A “arte” de redigir esses documentos do BC, mencionada por Gabriel Galípolo e percebida por Caetano Veloso, reside na habilidade de mascarar sua orientação ideológica sob a aparência de neutralidade técnica

A comunicação institucional do Banco Central exerce um papel crítico na formulação e difusão das diretrizes da política monetária, sendo as atas do Comitê de Política Monetária (Copom) instrumentos discursivos fundamentais para estruturar percepções e legitimar decisões econômicas. Embora essas atas se apresentem como documentos técnicos, sua construção discursiva carrega escolhas lexicais e sintáticas que orientam o entendimento da conjuntura econômica.

No contexto da ata do Copom de 29 de janeiro de 2025, observa-se uma complexa rede de significações que influencia a maneira como se compreendem os rumos da política monetária. Este artigo propõe uma análise crítica desse discurso, fundamentada na análise de discurso de Michel Pêcheux e na abordagem axiológica de Phil Graham, com o objetivo de demonstrar como a linguagem empregada na ata reflete uma visão de mundo específica, priorizando a estabilidade inflacionária em detrimento de outros fatores socioeconômicos.

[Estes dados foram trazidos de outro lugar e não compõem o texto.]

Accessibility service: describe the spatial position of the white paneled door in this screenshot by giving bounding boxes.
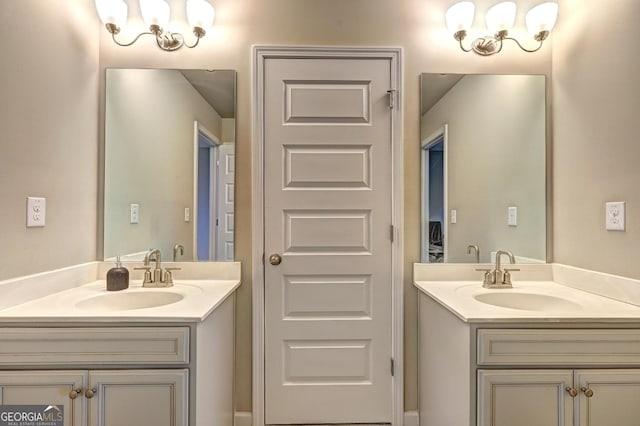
[263,56,394,424]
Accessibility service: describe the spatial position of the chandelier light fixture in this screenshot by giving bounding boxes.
[94,0,215,51]
[445,1,558,56]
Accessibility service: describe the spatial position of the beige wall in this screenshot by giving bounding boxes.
[2,0,555,415]
[97,0,551,412]
[0,0,99,279]
[422,75,546,263]
[552,0,640,280]
[104,69,221,260]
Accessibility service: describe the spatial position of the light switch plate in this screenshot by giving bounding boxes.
[606,201,625,231]
[130,203,140,224]
[26,197,46,227]
[184,207,191,222]
[508,206,518,226]
[450,209,457,224]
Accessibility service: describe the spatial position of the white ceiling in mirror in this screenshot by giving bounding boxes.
[103,68,236,263]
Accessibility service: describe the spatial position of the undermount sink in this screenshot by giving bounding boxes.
[75,290,184,311]
[473,292,582,311]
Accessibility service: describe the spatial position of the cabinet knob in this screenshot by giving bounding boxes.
[581,386,594,398]
[68,388,83,400]
[85,387,97,399]
[565,387,578,397]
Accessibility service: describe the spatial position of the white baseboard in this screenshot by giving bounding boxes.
[234,410,418,426]
[235,411,252,426]
[404,410,419,426]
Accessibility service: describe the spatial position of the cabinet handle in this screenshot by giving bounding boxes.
[85,387,97,399]
[69,388,83,400]
[581,387,594,398]
[565,387,578,397]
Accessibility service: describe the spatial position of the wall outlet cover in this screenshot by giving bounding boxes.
[450,209,457,224]
[26,197,46,227]
[606,201,625,231]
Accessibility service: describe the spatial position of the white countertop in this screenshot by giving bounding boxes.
[415,279,640,323]
[0,262,241,323]
[414,263,640,323]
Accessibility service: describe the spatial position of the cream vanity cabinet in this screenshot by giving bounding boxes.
[0,369,187,426]
[419,293,640,426]
[0,294,234,426]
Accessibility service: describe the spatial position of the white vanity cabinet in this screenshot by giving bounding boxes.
[0,369,187,426]
[478,369,640,426]
[0,293,235,426]
[419,292,640,426]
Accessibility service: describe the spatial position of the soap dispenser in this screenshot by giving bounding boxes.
[107,256,129,291]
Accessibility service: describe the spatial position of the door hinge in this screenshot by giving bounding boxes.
[390,225,395,242]
[387,89,397,109]
[391,358,395,376]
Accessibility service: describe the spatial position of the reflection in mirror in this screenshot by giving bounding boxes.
[104,69,236,262]
[420,74,546,264]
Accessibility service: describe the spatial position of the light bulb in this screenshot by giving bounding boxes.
[445,1,476,35]
[485,1,516,34]
[139,0,171,28]
[526,2,558,37]
[187,0,215,31]
[95,0,128,28]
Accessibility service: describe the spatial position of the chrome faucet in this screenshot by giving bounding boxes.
[467,244,480,263]
[134,249,180,287]
[173,244,185,262]
[476,250,520,288]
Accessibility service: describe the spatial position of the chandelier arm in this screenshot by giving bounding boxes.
[505,37,545,53]
[458,37,473,53]
[184,36,202,49]
[495,38,505,54]
[111,31,154,47]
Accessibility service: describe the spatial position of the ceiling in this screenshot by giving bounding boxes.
[180,70,236,119]
[420,74,464,116]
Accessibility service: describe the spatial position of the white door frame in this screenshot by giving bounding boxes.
[251,45,404,426]
[193,121,220,261]
[421,125,448,263]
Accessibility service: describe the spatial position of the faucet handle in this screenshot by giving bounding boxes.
[475,268,494,286]
[134,266,153,284]
[163,267,181,285]
[503,268,520,285]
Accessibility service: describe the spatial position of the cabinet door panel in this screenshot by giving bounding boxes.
[478,370,573,426]
[0,371,85,426]
[576,369,640,426]
[88,369,188,426]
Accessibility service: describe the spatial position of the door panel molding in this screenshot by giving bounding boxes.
[251,45,403,426]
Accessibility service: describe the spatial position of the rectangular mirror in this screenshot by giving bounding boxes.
[103,68,236,262]
[420,73,546,264]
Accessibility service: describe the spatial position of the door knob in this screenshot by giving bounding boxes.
[269,253,282,266]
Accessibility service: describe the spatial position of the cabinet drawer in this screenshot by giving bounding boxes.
[478,329,640,366]
[0,327,189,366]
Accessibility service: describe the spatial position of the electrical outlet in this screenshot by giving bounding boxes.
[606,201,625,231]
[130,203,140,224]
[450,209,457,224]
[508,206,518,226]
[26,197,46,227]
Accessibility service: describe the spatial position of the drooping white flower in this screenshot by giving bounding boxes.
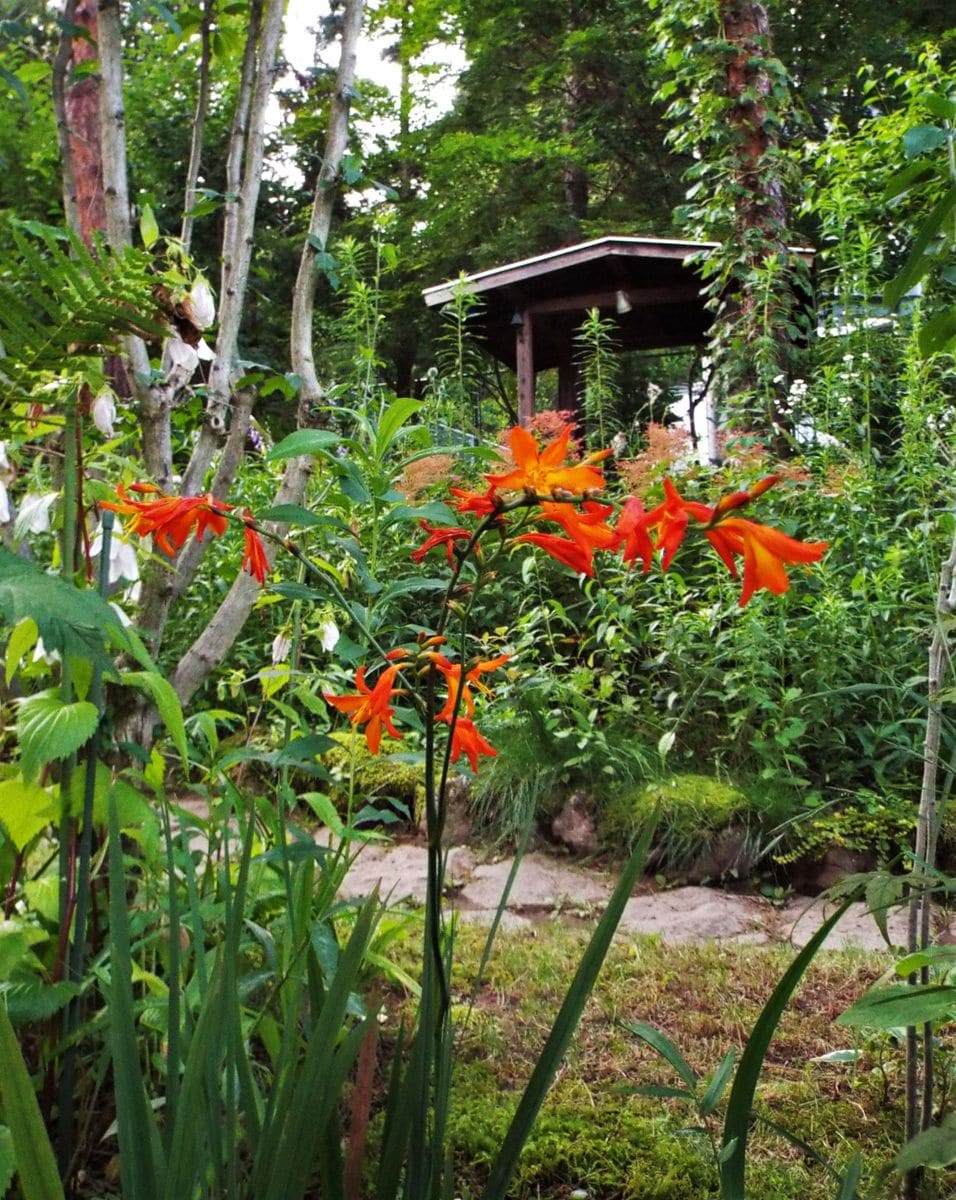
[195,337,215,361]
[183,279,216,330]
[34,637,60,665]
[271,633,292,665]
[0,481,9,523]
[91,388,117,438]
[91,527,140,584]
[0,442,9,471]
[163,335,200,376]
[16,492,56,535]
[320,620,339,653]
[109,601,132,627]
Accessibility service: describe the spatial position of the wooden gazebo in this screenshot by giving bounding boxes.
[422,236,814,425]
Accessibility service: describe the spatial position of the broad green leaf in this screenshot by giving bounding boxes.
[0,1124,14,1197]
[896,1113,956,1172]
[1,981,79,1025]
[16,691,99,782]
[0,547,143,674]
[374,397,425,460]
[884,181,956,308]
[919,92,956,122]
[5,618,38,685]
[257,504,326,527]
[377,577,450,604]
[0,922,31,979]
[884,159,941,202]
[837,983,956,1029]
[0,1001,65,1200]
[894,945,956,977]
[623,1022,698,1090]
[139,204,160,249]
[267,429,340,462]
[918,307,956,358]
[834,1154,862,1200]
[272,734,336,765]
[382,501,457,528]
[864,872,904,945]
[118,671,187,764]
[0,778,56,850]
[903,124,949,159]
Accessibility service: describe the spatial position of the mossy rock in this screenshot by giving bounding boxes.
[323,730,426,825]
[600,773,752,876]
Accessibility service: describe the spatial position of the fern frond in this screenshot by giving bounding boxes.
[0,219,167,409]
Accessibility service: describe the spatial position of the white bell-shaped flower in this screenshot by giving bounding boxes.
[183,279,216,330]
[91,388,117,438]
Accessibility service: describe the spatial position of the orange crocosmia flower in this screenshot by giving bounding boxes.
[711,473,782,519]
[536,500,616,553]
[705,518,828,607]
[102,483,231,557]
[450,484,500,516]
[485,425,607,497]
[426,652,510,723]
[241,517,269,584]
[323,663,405,755]
[513,531,595,576]
[411,520,472,568]
[641,477,714,570]
[614,496,655,572]
[447,717,497,772]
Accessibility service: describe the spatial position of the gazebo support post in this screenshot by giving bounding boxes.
[557,356,580,420]
[515,310,535,426]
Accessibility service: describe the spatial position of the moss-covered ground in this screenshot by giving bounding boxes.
[385,922,904,1199]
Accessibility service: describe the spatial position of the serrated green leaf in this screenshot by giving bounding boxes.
[1,980,79,1024]
[0,547,136,675]
[896,1112,956,1171]
[16,691,99,783]
[0,778,56,850]
[267,429,340,462]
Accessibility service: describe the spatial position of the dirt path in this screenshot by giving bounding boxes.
[337,841,912,952]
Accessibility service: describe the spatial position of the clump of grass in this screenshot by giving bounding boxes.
[387,923,895,1199]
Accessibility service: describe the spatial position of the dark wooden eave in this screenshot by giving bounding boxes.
[422,236,814,423]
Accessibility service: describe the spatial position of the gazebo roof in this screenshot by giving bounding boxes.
[422,235,814,372]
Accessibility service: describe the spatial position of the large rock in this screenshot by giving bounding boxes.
[458,852,613,912]
[617,886,768,943]
[551,791,599,856]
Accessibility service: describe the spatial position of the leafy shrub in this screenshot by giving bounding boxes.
[774,788,917,866]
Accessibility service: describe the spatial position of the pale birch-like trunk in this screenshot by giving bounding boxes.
[902,521,956,1199]
[170,0,365,707]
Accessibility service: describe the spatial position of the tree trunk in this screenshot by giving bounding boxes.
[62,1,106,247]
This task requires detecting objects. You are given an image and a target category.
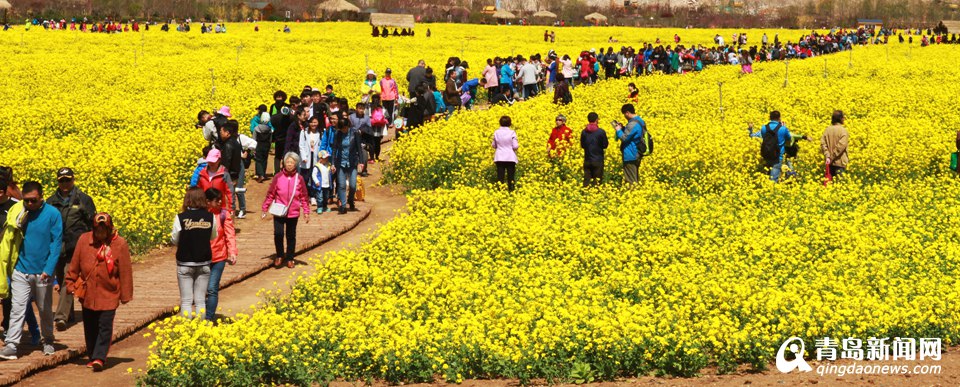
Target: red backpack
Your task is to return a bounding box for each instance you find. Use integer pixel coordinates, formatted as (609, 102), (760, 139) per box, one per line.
(370, 108), (387, 126)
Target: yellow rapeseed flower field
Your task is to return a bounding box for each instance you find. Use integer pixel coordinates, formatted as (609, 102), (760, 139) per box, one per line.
(1, 22), (810, 251)
(137, 23), (960, 385)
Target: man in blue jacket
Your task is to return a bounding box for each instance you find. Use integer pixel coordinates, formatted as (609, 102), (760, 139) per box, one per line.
(614, 104), (646, 184)
(0, 181), (62, 360)
(749, 110), (794, 182)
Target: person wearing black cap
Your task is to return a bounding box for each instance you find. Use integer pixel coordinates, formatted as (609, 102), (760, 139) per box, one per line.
(46, 167), (97, 331)
(379, 68), (399, 121)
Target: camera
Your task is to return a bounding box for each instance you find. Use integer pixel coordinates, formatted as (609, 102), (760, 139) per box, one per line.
(611, 120), (623, 128)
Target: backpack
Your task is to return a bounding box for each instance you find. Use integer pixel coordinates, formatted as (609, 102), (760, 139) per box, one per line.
(760, 123), (783, 166)
(632, 119), (653, 156)
(370, 108), (387, 126)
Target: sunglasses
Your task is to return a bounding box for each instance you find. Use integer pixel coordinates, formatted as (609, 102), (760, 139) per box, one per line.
(23, 198), (41, 204)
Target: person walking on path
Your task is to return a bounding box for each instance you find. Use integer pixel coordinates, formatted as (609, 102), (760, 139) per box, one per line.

O Banco Central e a construção do discurso neutro

A linguagem adotada nas atas do Copom ostenta um tom técnico e aparentemente neutro, porém, ao analisar sua estrutura discursiva, é possível identificar marcas ideológicas que condicionam a interpretação da conjuntura econômica. Conforme argumenta Michel Pêcheux, os discursos não são meramente descritivos, mas sim elementos ativos na reprodução de uma determinada visão de realidade (Orlandi, 2005). No caso específico do Copom, termos como “desafios inflacionários”, “conjuntura externa adversa” e “pressões nos mercados de trabalho” desempenham um papel determinante na construção de uma narrativa que justifica a adoção de medidas monetárias restritivas.

Essa narrativa reforça a primazia do combate à inflação como princípio norteador da política econômica. Expressões como “risco fiscal” e “necessidade de disciplina” contribuem para transferir a responsabilidade por eventuais desequilíbrios econômicos ao setor público e ao crescimento dos salários, ao passo que fatores estruturais, como a elevada taxa de juros real e a vulnerabilidade da economia a fluxos financeiros internacionais, são minimizados ou omitidos.

Esse enquadramento está em conformidade com preceitos da ortodoxia neoliberal, que defendem a limitação da atuação estatal e a prevalência das dinâmicas de mercado como reguladoras naturais do sistema econômico.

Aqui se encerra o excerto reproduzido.